At sailpoint side account is showing disabled after next aggregation only.
Hello @singlde , The issue is that after AC_NewParent moves the account to the new OU, ISC still holds the original DN in the plan — so subsequent operations (disable, group removal, attribute update) are fired against the old DN, which no longer exists there, causing the ObjectNotFoundException.
Instead of handling AC_NewParent in the BeforeProvisioning rule, consider setting it directly in the Disable Lifecycle Policy. This way, ISC carries the new parent forward naturally across all subsequent operations without the DN mismatch.

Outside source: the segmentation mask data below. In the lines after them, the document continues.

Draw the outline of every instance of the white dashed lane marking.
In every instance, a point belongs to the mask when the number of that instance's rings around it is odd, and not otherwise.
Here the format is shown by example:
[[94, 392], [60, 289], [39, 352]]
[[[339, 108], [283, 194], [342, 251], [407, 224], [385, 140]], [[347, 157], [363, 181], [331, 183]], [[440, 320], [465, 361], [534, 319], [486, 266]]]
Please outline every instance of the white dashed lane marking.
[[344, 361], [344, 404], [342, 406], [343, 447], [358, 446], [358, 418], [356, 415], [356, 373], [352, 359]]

If you must keep it in the rule, explicitly update the nativeIdentity after setting AC_NewParent: extract the CN from the old DN, append the new OU, and call accountRequest.setNativeIdentity(newDN).
import sailpoint.object.*;
import sailpoint.object.ProvisioningPlan.AccountRequest;
import sailpoint.object.ProvisioningPlan.AttributeRequest;
for (AccountRequest accountRequest : plan.getAccountRequests()) {
if (ProvisioningPlan.ObjectOperation.Disable.equals(accountRequest.getOp())) {
// Set the new parent OU
String newOU = "OU=Dead Accounts,DC=aaaa,DC=com";
accountRequest.add(new AttributeRequest(
"AC_NewParent",
ProvisioningPlan.Operation.Set,
newOU
));
// Update nativeIdentity to new DN so subsequent operations use correct location
String oldDN = accountRequest.getNativeIdentity();
String cn = oldDN.substring(0, oldDN.indexOf(",")); // Extract CN=PIMAdmin3
String newDN = cn + "," + newOU;
accountRequest.setNativeIdentity(newDN);
}
}
This tells ISC the account’s new location and resolves the error immediately without waiting for the next aggregation.
Visual Studio Code → Source → Active Directory → Provisioning Policy → Disable Provisioning Policy → Add Name → Add AC_NewParent as attribute and then add the OU in which you need to move.
Let me know if you need the complete configuration for the same
Not Sure, but there is same error, I removed the before provisioning rule just to check the Disable policy and there seems to be same error, using disable policy I am moving in the same ou
This happens because after your rule moves the account to the Disabled OU using AC_NewParent, Microsoft AD connector still tries to continue operations on the old DN during the same transaction. That causes LDAP error 32 (NO_OBJECT) since the original path no longer exists.
Usually fix is:
perform the move operation last
or split move/disable into separate provisioning steps
Thanks Rohit, I figured it out the same thing and it was not Before Provisioning Rule or disable provisoining policy issue. We were using the Load Balancer and for now we have removed from source config and using the single DC which resolved the issue.
Working with another team for load balancer issue.